Diabetes is a major risk factor for frozen shoulder. The prevalence of frozen shoulder is 11–19% of patients with diabetes, compared with 2–3% of age-matched controls [16,19,48,49]. Patients with diabetes are also more likely to have bilateral disease. Key risk factors for frozen shoulder in patients with diabetes are older age, duration of diabetes, previous myocardial infarction, retinopathy and peripheral neuropathy [50]. The presence of other fibroproliferative musculoskeletal disorders such as limited joint mobility and Dupuytren contracture is strongly associated with frozen shoulder in patients with diabetes [50]. Furthermore, frozen shoulder in patients with diabetes is more difficult to treat because of persistent disease and worse outcomes following surgical interventions [47,51,52].

Dupuytren contracture

Dupuytren contracture is a fibroproliferative disorder of the palmar fascia leading to formation of palmar nodules, development of a palmar aponeurosis cord with tethering of the overlying skin and eventually flexion contractures, particularly affecting the ring and little fingers [53]. Elderly men of northern European ancestry are most frequently affected. Disordered fibroblast and myofibroblast function has been described, with deposition of type III collagen, potentially mediated by growth factors such as transforming growth factor β (TGF-β) and basic fibroblast growth factor [54–56].

Surgical treatment is the mainstay of therapy, although non-surgical options, particularly local injection of collagenase, are promising [57]. Splinting and intralesional corticosteroids may be considered, but are frequently ineffective [58]. Surgical referral should be considered in the presence of contracture. Various surgical approaches are available, including fasciotomy (division of the affected palmar fascia) or fasciectomy (excision of the affected palmar fascia). Percutaneous needle fasciotomy is a minimally invasive technique with good short-term outcomes, although recurrence is a frequent problem [59,60].

Risk factors for Dupuytren contracture include advanced age, male sex, cigarette smoking, manual labor and alcohol consumption. Diabetes is also an important risk factor for Dupuytren contracture, which is present in up to 26% of patients with diabetes [19,20,61]. Age and disease duration are the major risk factors for development of Dupuytren contracture in patients with diabetes [62]. Dupuytren contractures are also associated with microvascular complications in T1DM and macroalbuminuria in T2DM [63,64]. Rapidly progressive contractures are less frequently seen in patients with diabetes [62]. Coexistent fibroproliferative disease is frequent in patients with diabetes-associated Dupuytren contracture, with higher rates of limited joint mobility [64].

Stenosing tenosynovitis (trigger finger)

Trigger finger is “a condition in which the flexor tendon is prohibited from gliding through the tendon sheath because of thickening of the synovial sheath over the tendon” [65]. This disorder most frequently affects the ring finger, but can also affect the other fingers and the thumb. The patient may report a clicking sensation when moving the finger, discomfort over the palm or overt triggering when the finger is locked in flexion [66]. Nodular or diffuse flexor tendon sheath swelling may be palpable.

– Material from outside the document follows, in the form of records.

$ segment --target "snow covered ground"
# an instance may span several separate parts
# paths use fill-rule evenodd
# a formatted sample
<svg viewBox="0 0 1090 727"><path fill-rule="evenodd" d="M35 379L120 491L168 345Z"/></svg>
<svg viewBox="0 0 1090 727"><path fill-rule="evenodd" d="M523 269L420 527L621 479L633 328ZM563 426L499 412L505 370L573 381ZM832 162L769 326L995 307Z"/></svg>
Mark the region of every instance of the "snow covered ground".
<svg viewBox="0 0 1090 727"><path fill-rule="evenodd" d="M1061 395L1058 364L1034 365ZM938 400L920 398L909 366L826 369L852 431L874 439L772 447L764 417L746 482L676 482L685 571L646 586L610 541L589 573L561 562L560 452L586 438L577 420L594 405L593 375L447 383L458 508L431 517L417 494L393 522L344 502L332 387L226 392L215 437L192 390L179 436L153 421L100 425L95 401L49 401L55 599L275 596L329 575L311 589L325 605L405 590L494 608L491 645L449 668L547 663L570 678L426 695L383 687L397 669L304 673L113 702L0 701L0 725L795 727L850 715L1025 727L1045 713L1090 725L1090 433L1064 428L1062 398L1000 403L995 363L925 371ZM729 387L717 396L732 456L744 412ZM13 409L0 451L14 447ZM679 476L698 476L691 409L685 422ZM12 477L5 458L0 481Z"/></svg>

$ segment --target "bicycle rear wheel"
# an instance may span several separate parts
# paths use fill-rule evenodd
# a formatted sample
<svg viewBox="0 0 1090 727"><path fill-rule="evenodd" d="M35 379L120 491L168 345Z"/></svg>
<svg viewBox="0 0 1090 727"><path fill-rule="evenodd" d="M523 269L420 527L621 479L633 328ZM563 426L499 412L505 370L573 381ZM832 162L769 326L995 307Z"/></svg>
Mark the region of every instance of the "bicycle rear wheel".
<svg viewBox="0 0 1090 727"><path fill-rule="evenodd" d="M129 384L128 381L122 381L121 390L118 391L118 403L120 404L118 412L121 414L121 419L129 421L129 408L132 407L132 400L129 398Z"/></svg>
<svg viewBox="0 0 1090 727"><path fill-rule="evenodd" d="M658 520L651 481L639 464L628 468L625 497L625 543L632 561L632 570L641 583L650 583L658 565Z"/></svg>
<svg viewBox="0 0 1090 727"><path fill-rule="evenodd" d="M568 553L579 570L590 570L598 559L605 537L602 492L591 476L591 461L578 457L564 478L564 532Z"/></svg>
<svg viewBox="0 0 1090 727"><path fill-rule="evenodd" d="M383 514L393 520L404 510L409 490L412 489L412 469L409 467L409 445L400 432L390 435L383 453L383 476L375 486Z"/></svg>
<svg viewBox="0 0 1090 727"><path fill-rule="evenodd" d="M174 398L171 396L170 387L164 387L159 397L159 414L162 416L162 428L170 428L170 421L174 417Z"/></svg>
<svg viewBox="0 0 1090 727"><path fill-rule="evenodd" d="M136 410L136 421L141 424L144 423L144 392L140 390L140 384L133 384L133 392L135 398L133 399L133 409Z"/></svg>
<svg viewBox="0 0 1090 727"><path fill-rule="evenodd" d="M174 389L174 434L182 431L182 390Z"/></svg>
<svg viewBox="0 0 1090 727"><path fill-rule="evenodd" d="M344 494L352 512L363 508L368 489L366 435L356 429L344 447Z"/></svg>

The syndrome occurs as a result of a discrepancy between the flexor tendon and its sheath in the A1 pulley at the level of the metacarpal head [66]. The pulley becomes thickened with increased extracellular matrix and fibrocartilage metaplasia [67]. These pathologic changes may be induced by repetitive trauma.

Corticosteroid injection into the tendon sheath is an effective therapy for the majority of patients, particularly in the presence of nodular disease. For patients with nodular disease of less than 6 months’ duration, local injection has a reported success rate of 90% [68]. Splinting and hand therapy are useful adjuncts to local injection. If conservative therapy fails, release using a percutaneous needle approach or open surgery is indicated [69].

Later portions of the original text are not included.